Julia Salzman is an Associate Professor in the Department of Biomedical Data Science, Biochemistry and Statistics (by Courtesy). She received her A.B. in Mathematics from Princeton University Magna Cum Laude and Ph.D. from Stanford University in the Department of Statistics supervised by Dr. Persi Diaconis. After a year on the faculty in the Department of Statistics at Columbia University, she returned to Stanford to study genomics. She joined the Stanford faculty in 2013. As a postdoctoral scholar in Dr. Patrick Brown’s lab, Dr.
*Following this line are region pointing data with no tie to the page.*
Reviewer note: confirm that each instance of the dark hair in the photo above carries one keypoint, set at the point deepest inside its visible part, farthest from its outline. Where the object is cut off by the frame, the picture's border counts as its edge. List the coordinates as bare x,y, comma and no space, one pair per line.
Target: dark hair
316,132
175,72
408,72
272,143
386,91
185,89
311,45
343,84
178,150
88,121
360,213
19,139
Salzman developed statistical algorithms that led to the discovery of a ubiquitous expression of circular RNA missed by other computational and experimental approaches for decades. Dr. Salzman’s research is funded by the NIH and NSF, and has been recognized by awards including an Alfred P. Sloan Fellowship in Computational Biology; a McCormick-Gabilan Fellowship, an NSF CAREER Award. Her research spans the interface of statistical methodology and genomics aiming to use data driven experiments to uncover organizing principles of biological regulation, historically focused on RNA processing.